The Stalwart submits: On CNBC this morning, I caught yet another economist predicting that real-estate wouldn't crash or even go down, but instead the hot market might just cool off. This line gets repeated so often that most people are probably willing to accept it without much thought. In fact, there's are many reasons to think the opposite, but that's not what this entry's about.
I wonder how much these well-paid chief economists and consultants are reluctant to call for a major correction in real-estate because they themselves have been major beneficiaries of the run up. If you're working in New York, at some investment bank, then it's likely that you've seen a major increase in personal wealth simply from living in your condo or loft. If you were in this situation, and a huge chunk of your assets were tied up in your property, you'd probably be less than inclined to call for a big drop.

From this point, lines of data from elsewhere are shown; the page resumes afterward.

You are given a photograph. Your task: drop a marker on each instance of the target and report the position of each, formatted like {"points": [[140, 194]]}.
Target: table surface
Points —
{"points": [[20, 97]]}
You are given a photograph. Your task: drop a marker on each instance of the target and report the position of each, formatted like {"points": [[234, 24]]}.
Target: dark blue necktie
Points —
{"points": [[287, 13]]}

Given that the personal holdings clouded the judgment of many analysts during the dotcom bubble, this would seem to have precedent.

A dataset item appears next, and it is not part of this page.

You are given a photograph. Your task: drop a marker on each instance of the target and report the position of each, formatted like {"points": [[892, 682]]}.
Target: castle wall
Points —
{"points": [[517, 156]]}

Do academic economists, not on Wall St., have a different viewpoint considering their likely difference in salary? Offhand the only one I can think of is Yale's Robert Schiller who is definitely negative on real-estate prices.
On CNBC, whenever an equities analyst is interviewed, they always put up a screen showing possible conflicts of interest. Next time an economist comes on to talk about real-estate, I'd like to see "Owns loft in Tribeca" with a checkbox next to it as one of the possibilities.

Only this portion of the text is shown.